Doch nun gab es nichts, das ihn von seinem Bruder fernhalten konnte. Yuri Plisetsky war sauer und hatte seinem Bruder, Viktor Nikiforov, etwas Wichtiges zu sagen. Mittlerweile reichte es ihm so ignoriert zu werden, nur weil Viktor noch jemanden in sein Leben gelassen hatte. Yuri hielt ein Stück Pergament in seinen Händen, das er vor Wut zerknüllt hatte, es aber sicherlich nicht wegwerfen wollte. Irgendwann erreichte er den ruhigen Platz im Garten, der nur ihm und Viktor gehört hatte, aber der nun von einem weiteren Yuri aufgesucht wurde und den blonden Jungen verdrängt hatte. Gewollt oder nicht. Yuuri Katsuki war ihm ein Dorn im Auge und er machte dies jeden Tag klar, wenn sie sich über den Weg liefen. Was immer seltener wurde, da Yuri es einfach nicht mehr ertrug, so überflüssig geworden zu sein.

 

„Viktor!“, brüllte Yuri durch den Garten und schreckte einige Vögel auf, die in den nahestehenden Bäumen gesessen und ihr Lied gesungen hatten.

 

Yuri verengte wütend seine Augen als er seinen Bruder sah, wie er Katsuki fast verschlingen wollte und sich einen Dreck um den Dazugekommenen scherte. Aber zumindest hatte Katsuki so viel Anstand die Fee mit dem langen, silbernen Haar wegzudrücken und wurde rot. Yuri fragte sich eh, was sein Bruder an Katsuki fand. Im Gegensatz zu den meisten Feen, sah er einfach nur langweilig aus, mit seinen kurzen schwarzen Haaren und den braunen Augen. Selbst seine Flügel waren in Yuris Auge nichts Besonderes. Das mitternachtsdunkle Blau seiner Mottenflügel war zwar schon selten, aber Yuri wollte nichts Besonderes in ihnen sehen. Immerhin war Katsuki auch nur zur Hälfte eine Fee, weswegen ihm ein spezieller Glanz fehlte, den Vollblütler hatte. Es war eh ein Wunder, dass er als Halbblut im Palast leben durfte. Aber als Prinz hatte Viktor ihren Vater überzeugen können, Katsuki hier leben zu lassen. Immerhin schien Viktor der Einzige zu sein, der etwas in seinem Verlobten sah, was den meisten anderen Feen entging.
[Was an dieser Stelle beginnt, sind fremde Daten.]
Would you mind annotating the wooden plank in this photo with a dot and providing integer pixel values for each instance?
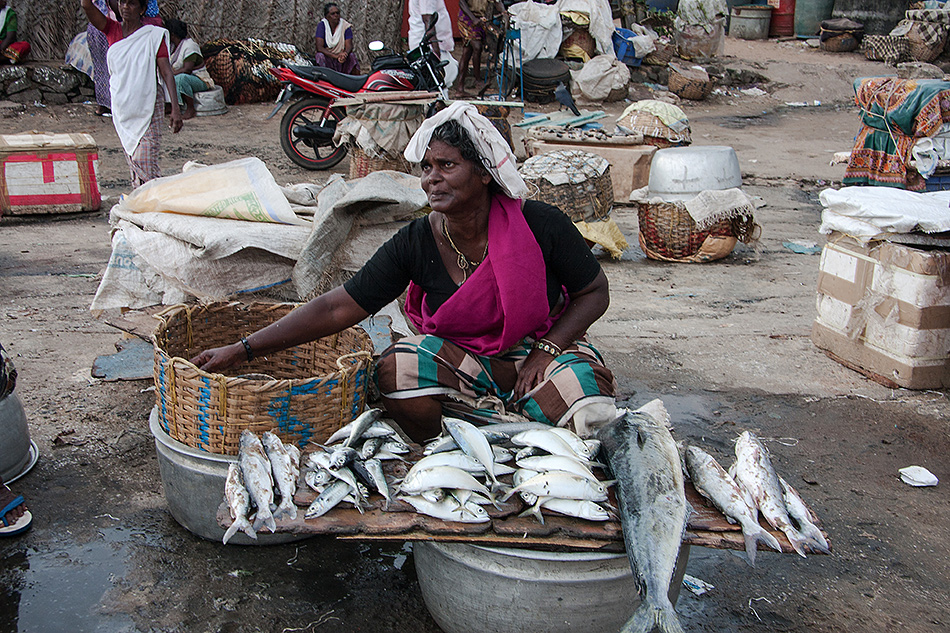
(706, 525)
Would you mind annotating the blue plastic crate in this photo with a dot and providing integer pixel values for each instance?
(623, 47)
(937, 182)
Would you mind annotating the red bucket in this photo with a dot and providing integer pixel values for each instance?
(783, 18)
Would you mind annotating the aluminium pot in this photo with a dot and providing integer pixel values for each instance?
(15, 446)
(194, 489)
(475, 589)
(681, 173)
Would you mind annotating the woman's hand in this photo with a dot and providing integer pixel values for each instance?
(175, 122)
(220, 358)
(532, 372)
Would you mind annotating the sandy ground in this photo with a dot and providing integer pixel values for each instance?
(726, 345)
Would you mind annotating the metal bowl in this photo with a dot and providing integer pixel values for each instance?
(194, 489)
(679, 173)
(474, 589)
(17, 452)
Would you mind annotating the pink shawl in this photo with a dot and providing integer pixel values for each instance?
(503, 301)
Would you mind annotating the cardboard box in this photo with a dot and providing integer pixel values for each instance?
(48, 173)
(884, 310)
(629, 164)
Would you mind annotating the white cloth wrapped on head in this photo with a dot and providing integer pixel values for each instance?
(497, 156)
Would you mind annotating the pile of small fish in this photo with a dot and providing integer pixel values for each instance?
(749, 487)
(445, 483)
(554, 472)
(264, 465)
(345, 471)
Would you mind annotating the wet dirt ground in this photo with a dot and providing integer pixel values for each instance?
(726, 346)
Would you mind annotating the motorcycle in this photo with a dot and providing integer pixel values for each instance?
(308, 125)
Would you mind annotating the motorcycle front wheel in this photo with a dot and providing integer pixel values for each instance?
(307, 152)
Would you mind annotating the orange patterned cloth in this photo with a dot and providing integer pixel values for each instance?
(895, 112)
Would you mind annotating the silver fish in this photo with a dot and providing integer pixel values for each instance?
(754, 471)
(361, 423)
(375, 469)
(797, 509)
(448, 509)
(563, 485)
(370, 447)
(284, 473)
(255, 467)
(544, 463)
(641, 454)
(294, 452)
(546, 440)
(581, 447)
(714, 483)
(239, 503)
(473, 443)
(318, 479)
(580, 508)
(441, 477)
(328, 499)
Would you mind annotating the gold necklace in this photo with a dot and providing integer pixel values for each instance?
(463, 262)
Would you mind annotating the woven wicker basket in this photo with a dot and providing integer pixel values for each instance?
(301, 394)
(920, 50)
(689, 82)
(588, 196)
(362, 164)
(668, 233)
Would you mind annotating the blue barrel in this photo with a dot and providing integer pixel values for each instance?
(809, 14)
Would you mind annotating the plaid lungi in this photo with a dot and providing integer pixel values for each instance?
(426, 365)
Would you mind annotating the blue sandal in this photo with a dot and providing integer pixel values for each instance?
(20, 525)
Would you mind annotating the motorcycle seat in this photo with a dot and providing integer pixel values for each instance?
(350, 83)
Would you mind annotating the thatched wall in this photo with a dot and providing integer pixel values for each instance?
(49, 25)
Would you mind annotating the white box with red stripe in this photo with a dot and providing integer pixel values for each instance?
(48, 173)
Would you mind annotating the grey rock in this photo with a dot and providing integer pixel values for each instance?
(27, 96)
(54, 79)
(54, 98)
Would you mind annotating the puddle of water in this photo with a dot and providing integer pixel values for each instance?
(60, 589)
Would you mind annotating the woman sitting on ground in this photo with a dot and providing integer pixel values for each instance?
(11, 51)
(188, 66)
(334, 40)
(138, 52)
(501, 289)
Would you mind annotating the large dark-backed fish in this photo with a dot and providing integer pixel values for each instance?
(642, 457)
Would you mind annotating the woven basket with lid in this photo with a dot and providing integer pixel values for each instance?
(303, 393)
(576, 182)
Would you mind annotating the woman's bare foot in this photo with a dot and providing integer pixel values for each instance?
(14, 516)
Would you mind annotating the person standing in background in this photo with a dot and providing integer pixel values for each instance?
(11, 51)
(420, 13)
(138, 52)
(334, 42)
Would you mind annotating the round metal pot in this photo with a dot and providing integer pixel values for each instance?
(194, 489)
(475, 589)
(15, 445)
(679, 173)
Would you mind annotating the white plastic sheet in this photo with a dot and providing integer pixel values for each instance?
(867, 213)
(540, 26)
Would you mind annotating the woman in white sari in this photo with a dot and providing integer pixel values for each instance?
(138, 54)
(334, 42)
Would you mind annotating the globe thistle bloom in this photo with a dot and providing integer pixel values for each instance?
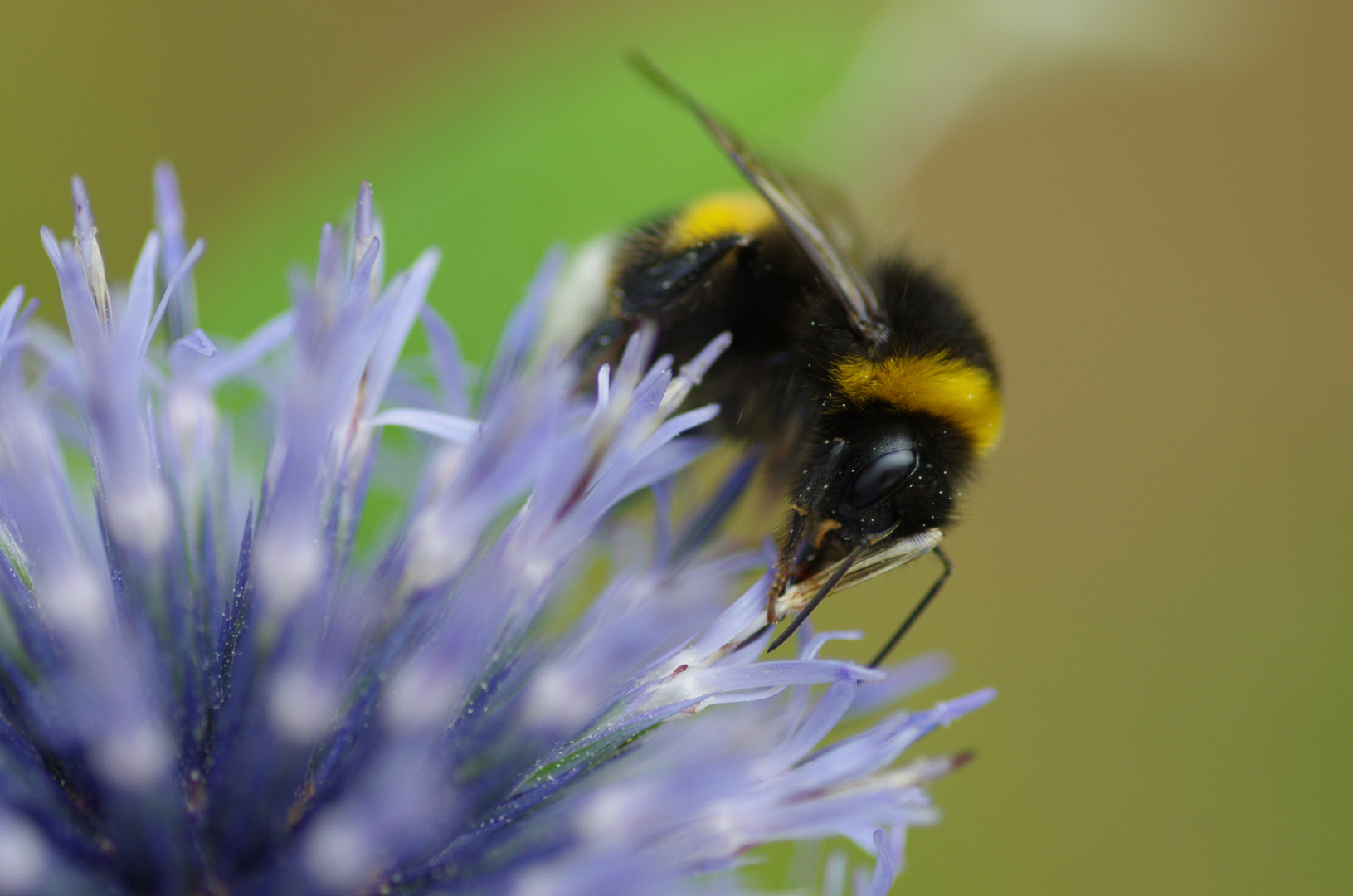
(218, 674)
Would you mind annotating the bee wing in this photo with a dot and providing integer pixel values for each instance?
(842, 276)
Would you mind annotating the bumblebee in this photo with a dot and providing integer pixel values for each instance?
(872, 382)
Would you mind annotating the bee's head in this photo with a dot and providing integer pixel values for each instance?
(870, 477)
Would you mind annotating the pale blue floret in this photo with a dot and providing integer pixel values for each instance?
(206, 688)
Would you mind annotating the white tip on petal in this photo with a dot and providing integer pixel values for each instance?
(557, 701)
(75, 600)
(134, 757)
(285, 569)
(338, 853)
(299, 705)
(23, 855)
(141, 518)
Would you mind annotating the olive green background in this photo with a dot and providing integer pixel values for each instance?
(1156, 567)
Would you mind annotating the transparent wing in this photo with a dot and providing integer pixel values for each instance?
(840, 274)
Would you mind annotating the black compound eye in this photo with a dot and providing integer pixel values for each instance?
(879, 477)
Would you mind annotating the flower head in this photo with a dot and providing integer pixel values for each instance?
(206, 688)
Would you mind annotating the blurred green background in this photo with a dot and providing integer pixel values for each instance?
(1151, 206)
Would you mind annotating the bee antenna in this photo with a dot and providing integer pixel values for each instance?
(911, 619)
(817, 598)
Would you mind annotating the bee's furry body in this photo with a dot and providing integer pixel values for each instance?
(873, 386)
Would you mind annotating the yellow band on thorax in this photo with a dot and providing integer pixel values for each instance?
(720, 216)
(938, 385)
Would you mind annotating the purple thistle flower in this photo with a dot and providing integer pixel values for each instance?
(205, 688)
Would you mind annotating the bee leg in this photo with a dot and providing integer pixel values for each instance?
(817, 598)
(752, 636)
(920, 608)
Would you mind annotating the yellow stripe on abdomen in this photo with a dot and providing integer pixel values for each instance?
(720, 216)
(938, 385)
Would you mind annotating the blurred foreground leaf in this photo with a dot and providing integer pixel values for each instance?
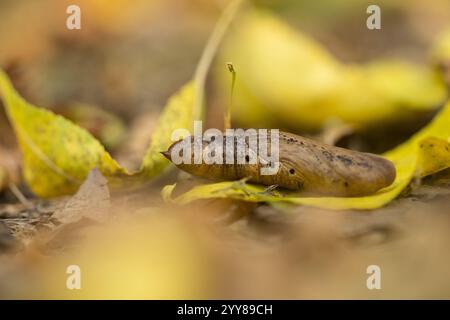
(428, 151)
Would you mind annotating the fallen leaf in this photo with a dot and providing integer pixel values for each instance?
(424, 153)
(58, 155)
(288, 79)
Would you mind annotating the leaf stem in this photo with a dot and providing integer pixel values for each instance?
(227, 117)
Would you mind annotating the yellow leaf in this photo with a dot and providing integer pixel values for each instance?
(58, 155)
(175, 115)
(288, 79)
(424, 153)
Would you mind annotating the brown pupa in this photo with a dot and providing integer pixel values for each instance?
(304, 165)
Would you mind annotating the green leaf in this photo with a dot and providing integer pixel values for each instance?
(424, 153)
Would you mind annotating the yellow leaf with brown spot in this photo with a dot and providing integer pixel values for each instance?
(424, 153)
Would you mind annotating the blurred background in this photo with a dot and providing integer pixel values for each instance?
(113, 77)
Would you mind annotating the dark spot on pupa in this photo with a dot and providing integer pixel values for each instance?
(346, 161)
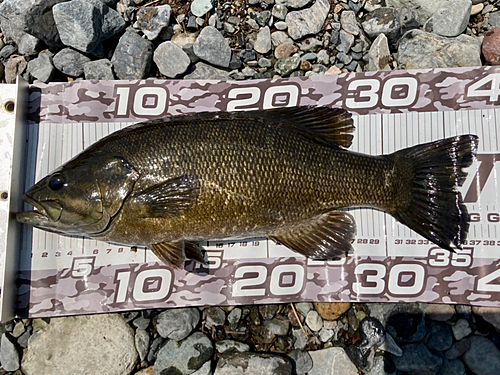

Viktor mit seinem langen, silbernen Haar, den blauen Augen und den eisblauen Liebellenflügeln war schon optisch ein Kontrast zu der Halbfee.

 

„Viktor!“, schrie Yuri noch einmal und diesmal reagierte sein Halbbruder auf ihn und sah ihn an, als wäre er nicht gerade dabei gewesen im Garten mit seinem Verlobten intim zu werden.

 

„Yuri! Wie schön dich zu sehen!“, meinte er fröhlich und zog Katsuki an sich, der vor Scham etwas Abstand zwischen sie beiden bringen wollte.

 

„Wo warst du heute?!“, fragte Yuri, auch wenn er deutlich sehen konnte, wo sich sein Bruder rumgetrieben hatte.

 

„Na hier. Wieso?“, wollte Viktor wissen und legte den Kopf etwas zur Seite.

 

„Hast du vergessen was heute war?“ Yuri sah seinen Bruder mit seinen grünen Augen an und wenn er gewollt hätte, hätte er ihn mit seinem Blick verwünschen können.

 

„Heute? War etwas Besonderes?“ Katsuki sog erschrocken die Luft ein, als ihm einzufallen schien was gewesen war und wollte Viktor sagen, was er vergessen hatte. Ihm war ganz und gar nicht der Schmerz entgangen, der in einem Sekundenbruchteil in den grünen Augen der noch flügellosen Fee zu sehen gewesen war, ehe Wut das Grün wieder überschattete.

 

„Heute war meine Abschlussprüfung!“, schrie Yuri wieder und hielt das Stück Pergament vor Viktors Nase. „Du hast versprochen bei der Zeremonie anwesend zu sein!“

 

„Oh.“ Mehr sagte Viktor nicht, als er das Pergament in die Hand nahm und versuchte es glatt zu streichen. Er hatte die Übergabe der Diplome tatsächlich vergessen.

 

„Tut mir leid, kleiner Bruder! Aber Glückwunsch zum Bestehen! Jetzt dauerte es icht mehr lange und du darfst fliegen!“ jubelte Viktor und strahlte seinen Bruder an. Katsuki zupfte an seiner Robe, da er ihm etwas sagen wollte. Immerhin hatte die Halbfee mehr Hirn als sein Bruder, der ganz und gar nicht zu kapieren schien, worum es eigentlich ging.

 

Yuri sah seinen Bruder sprachlos an. Ihm entging wirklich, worum es eigentlich ging und vor Wut fehlten Yuri einfach nur die Worte. Er öffnete und schloss seinen Mund und sah dabei aus wie ein Fisch. Hätte er irgendetwas in der Hand gehabt, das er hätte werfen können, dann hätte das Etwas Bekanntschaft mit Viktors Kopf gemacht.

 

„Darum geht es doch gar nicht! Aaaargh!“, machte Yuri seiner Wut Ausdruck und Viktor hatte danach den Schneid doch etwas schuldig auszuschauen.

 

„Weißt du denn zumindest was Morgen ist?“, hackte Yuri nach und versuchte seinen Frust herunterzuschlucken. Mit einem stechenden Blick Richtung Katsuki bedeutete er ihm seinen Mund zu halten und Viktor selbst überlegen zu lassen.

 

„Ähm…“ Das sagte Yuri mehr als tausend Worte es tun könnten.

 

„Morgen ist die Zeremonie der Flügel! Ich bekomme meine Markierungen! Da wirst du doch anwesend sein und mich nicht schon wieder vergessen?“, erinnerte er seinen Bruder und stichelte etwas an seiner Vergesslichkeit, in der Hoffnung ihm ein schlechtes Gewissen zu machen.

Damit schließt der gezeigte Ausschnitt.